Guru Besar Unpad Ungkap Penyebab Langkanya Pupuk Subsidi

Jakarta, law-justice.co - Guru Besar Fakultas Pertanian Universitas Padjajaran Prof Tualar Simarmata mengungkap faktor penyebab langkanya pupuk subsidi di masyarakat. Menurutnya kelangkaan pupuk subsidi terjadi karena faktor rendahnya anggaran subsidi dari pemerintah.

Ia memaparkan, tahun 2020 ada sekitar 13,9 juta petani mengusulkan kebutuhan pupuk dalam Rencana Definitif Kebutuhan Kelompok (RDKK). Saat itu, kebutuhan yang diusulkan mencapai 26,2 juta ton, namun alokasi anggaran hanya mampu untuk memenuhi kebutuhan 8,9 juta ton.

Baca juga : Jokowi Suntik Kuota Pupuk Subsidi Jadi 9,5 Juta Ton

"Problemnya sekarang di pemerintah bukan hanya soal tata kelola, tetapi juga soal kemampuannya. Kebutuhan subsidi pupuk dari petani besar, tapi kemampuan pemerintah memenuhi persediaan tidak sampai setengahnya, hanya sekitar 35 persen," kata Prof Tualar kepada wartawan, Rabu (2/2).

Oleh karenanya, kebijakan subsidi dari pemerintah seharusnya dibarengi dengan kajian matang agar kelangkaan tidak kembali terjadi.

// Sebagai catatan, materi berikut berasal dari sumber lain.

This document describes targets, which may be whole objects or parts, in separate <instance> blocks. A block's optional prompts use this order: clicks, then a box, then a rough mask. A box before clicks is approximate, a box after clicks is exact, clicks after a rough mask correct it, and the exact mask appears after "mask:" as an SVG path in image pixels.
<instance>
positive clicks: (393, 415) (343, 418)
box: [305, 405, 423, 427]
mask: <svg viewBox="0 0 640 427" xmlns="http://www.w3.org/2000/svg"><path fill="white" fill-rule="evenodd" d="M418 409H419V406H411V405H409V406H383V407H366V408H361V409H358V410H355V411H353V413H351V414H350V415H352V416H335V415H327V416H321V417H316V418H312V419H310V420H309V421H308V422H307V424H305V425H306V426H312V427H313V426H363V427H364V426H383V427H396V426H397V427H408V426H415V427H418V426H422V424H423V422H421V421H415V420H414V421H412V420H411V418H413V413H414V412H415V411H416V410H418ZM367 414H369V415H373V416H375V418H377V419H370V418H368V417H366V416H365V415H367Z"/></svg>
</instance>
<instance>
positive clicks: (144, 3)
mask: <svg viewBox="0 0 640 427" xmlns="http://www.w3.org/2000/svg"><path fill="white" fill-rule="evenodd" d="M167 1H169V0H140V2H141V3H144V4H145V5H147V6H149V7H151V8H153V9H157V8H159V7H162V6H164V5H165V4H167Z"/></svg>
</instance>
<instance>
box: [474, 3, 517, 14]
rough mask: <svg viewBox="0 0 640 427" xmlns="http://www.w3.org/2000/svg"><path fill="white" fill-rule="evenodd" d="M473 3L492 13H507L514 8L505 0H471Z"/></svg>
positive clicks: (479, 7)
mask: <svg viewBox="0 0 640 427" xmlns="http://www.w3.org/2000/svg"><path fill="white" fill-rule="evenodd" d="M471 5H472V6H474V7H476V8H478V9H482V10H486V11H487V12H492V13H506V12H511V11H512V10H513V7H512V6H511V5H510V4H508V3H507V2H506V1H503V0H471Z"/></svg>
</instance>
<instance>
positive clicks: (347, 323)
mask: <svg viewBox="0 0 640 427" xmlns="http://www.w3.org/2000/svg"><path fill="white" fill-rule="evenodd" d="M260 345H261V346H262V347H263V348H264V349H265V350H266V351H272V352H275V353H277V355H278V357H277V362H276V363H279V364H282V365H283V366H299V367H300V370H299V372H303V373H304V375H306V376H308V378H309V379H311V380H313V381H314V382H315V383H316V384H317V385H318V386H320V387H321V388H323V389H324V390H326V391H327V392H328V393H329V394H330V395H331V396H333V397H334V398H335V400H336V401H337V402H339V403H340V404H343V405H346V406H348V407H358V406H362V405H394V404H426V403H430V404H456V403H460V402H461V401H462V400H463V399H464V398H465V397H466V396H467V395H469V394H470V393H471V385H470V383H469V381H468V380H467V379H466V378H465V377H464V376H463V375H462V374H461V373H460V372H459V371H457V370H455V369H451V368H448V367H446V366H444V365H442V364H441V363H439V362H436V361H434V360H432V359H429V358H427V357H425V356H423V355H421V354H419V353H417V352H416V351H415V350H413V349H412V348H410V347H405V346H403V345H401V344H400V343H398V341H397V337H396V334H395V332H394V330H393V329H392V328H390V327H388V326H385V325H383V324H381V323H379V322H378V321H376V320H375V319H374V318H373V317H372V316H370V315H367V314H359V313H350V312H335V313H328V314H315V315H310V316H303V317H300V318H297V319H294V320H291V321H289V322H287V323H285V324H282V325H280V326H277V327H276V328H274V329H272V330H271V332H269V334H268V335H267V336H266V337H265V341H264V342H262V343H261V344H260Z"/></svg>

Baca juga : Satgas Pangan Temukan Penyelewengan Pupuk Bersubsidi

Adapun faktor kedua terjadinya kelangkaan subsidi pupuk yakni masih maraknya mafia pupuk. Para mafia ini mempermainkan dan mengambil keuntungan besar dari subsidi pupuk tersebut untuk keuntungan pribadi.

Ia melanjutkan, mafia pupuk muncul karena perbedaan harga eceran tertinggi (HET) pupuk subsidi dibandingkan harga komersil. Ia mencontohkan HET Urea sebesar Rp 2.250/kg. Sementara harga domestik komersil saat ini Rp 9.300-Rp 10.000 /kg.

Baca juga : Anggaran Pupuk Subsidi Capai Rp54 T di 2024

"Perbedaan ini tentu mendorong oknum yang tidak bermoral untuk mencari peluang mengambil keuntungan lebih dari kantong petani kecil," jelasnya.

Guna memberantas mafia pupuk ini, ia menyarankan pemerintah melakukan penguatan peran tim pengawas (KP3) untuk minimalisir penyimpangan distribusi dan pengunaan pupuk subsidi.

Cara lain, yakni dengan mengubah mekanisme pemberian subsidi. Menurut Prof Tualar, pemberian subsidi nantinya tidak menurunkan harga pupuk seperti saat ini, tetapi memberikan semacam voucher kepada petani yang layak menerima.

"Solusinya adalah diberi BLT pupuk atau bantuan tunai petani. Nanti tinggal dibikin kartunya dan dirumuskan bagaimana kriterianya dan mekanismenya. Tapi uangnya jangan langsung dikasih cash, dikasih saja kayak voucher," tandasnya.